Unser Ansatz bei BLICKPULS
Wir haben uns früh entschieden, KI-Infrastruktur selbst zu betreiben. Eigene Server in Deutschland. Lokale LLMs — Llama 3.1 70B, Mixtral und andere Open-Source-Modelle — für alles, was Kundendaten berührt. Ollama als Runtime auf einem Mac Studio mit M3 Ultra und 96 GB Unified Memory. Dazu ein Linux-Server mit NVIDIA-GPUs für rechenintensive Aufgaben.
Cloud-Tools wie Claude und ChatGPT nutzen wir weiterhin — aber bewusst und nur für nicht-sensible Aufgaben. Allgemeine Recherche, Ideenentwicklung, Texte ohne Kundenbezug. Die Grenze ist klar definiert, intern dokumentiert und jedem im Team bekannt.
Das ist kein Idealismus. Das ist Risikomanagement. Wir arbeiten mit Kundendaten. Unsere Kunden vertrauen uns. Dieses Vertrauen schützen wir nicht mit Hoffnung, sondern mit Infrastruktur.
DSGVO-konforme KI ist kein Wettbewerbsnachteil. Es ist ein Vertrauensvorsprung.
Was Unternehmen jetzt tun sollten
Fünf konkrete Schritte, die jedes Unternehmen sofort umsetzen kann:
1. Bestandsaufnahme. Welche KI-Tools nutzen Ihre Mitarbeiter? Alle. Auch die, von denen die IT-Abteilung nichts weiß. Auch die kostenlosen Browser-Erweiterungen. Auch die ChatGPT-App auf dem privaten Handy, die für Arbeitsaufgaben genutzt wird. Schaffen Sie Transparenz.
2. Risikobewertung. Welche Daten fließen in diese Tools? Gibt es personenbezogene Daten? Gibt es besonders schützenswerte Daten (Gesundheit, Finanzen, Personalakten)? Wo stehen die Server? Gibt es AVVs? Bewerten Sie das Risiko für jedes Tool einzeln.
3. Interne Policy schreiben. Kurz, klar, mit Beispielen. Was ist erlaubt, was nicht. Welche Tools sind freigegeben, welche verboten. Wo ist die Grenze bei sensiblen Daten. Hängen Sie die Policy nicht ins Intranet, wo sie niemand findet — integrieren Sie sie in den Onboarding-Prozess.
4. Mitarbeiter schulen. Regelmäßig. Praxisnah. Mit echten Szenarien aus dem Arbeitsalltag. Nicht einmal im Jahr, sondern quartalsweise. KI entwickelt sich schnell — die Schulungen müssen mitziehen.

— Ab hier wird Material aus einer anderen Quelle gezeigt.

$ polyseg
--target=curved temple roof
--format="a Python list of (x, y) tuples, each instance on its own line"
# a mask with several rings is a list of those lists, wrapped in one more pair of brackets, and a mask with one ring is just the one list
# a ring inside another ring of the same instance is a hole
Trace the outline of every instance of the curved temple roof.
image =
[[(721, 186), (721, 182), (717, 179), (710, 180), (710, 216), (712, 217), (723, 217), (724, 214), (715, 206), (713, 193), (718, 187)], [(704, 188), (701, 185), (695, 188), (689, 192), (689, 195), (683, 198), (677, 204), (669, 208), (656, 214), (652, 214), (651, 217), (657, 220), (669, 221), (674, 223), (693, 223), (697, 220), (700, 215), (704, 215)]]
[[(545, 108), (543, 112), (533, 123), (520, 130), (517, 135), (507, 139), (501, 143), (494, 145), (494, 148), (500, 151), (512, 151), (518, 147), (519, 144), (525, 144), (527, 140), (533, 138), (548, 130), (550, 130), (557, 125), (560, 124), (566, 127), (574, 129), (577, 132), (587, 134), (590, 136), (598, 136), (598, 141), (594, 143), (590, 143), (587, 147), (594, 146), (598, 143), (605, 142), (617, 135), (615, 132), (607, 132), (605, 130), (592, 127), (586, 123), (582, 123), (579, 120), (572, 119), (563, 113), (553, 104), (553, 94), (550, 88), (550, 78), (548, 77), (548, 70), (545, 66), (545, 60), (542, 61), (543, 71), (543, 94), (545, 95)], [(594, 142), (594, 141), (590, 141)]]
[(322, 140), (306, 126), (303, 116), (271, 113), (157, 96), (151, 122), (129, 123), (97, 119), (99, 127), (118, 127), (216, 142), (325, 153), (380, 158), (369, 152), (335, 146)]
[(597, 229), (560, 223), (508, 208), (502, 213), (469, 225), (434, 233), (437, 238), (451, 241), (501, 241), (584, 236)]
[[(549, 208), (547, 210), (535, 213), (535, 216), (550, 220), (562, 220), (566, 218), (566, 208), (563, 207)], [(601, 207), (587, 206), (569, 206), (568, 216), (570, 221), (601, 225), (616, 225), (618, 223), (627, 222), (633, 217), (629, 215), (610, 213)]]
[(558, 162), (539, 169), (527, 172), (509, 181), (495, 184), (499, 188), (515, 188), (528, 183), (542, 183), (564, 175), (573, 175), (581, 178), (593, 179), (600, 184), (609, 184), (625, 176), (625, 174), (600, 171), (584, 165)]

5. Lokale Alternativen evaluieren. Prüfen Sie, ob lokale KI für Ihre wichtigsten Use Cases eine Option ist. Die Hardware-Kosten sind gesunken, die Modellqualität ist gestiegen. Was vor einem Jahr noch Enterprise-Level war, läuft heute auf einem Desktop-Rechner. Der Aufwand für die Evaluation ist überschaubar — der potenzielle Gewinn an Datensicherheit ist enorm.
DSGVO-konforme KI ist kein Zukunftsthema. Es ist ein Jetzt-Thema. Unternehmen, die heute die richtigen Weichen stellen, haben morgen einen strukturellen Vorteil — gegenüber der Konkurrenz und gegenüber dem Bußgeldbescheid.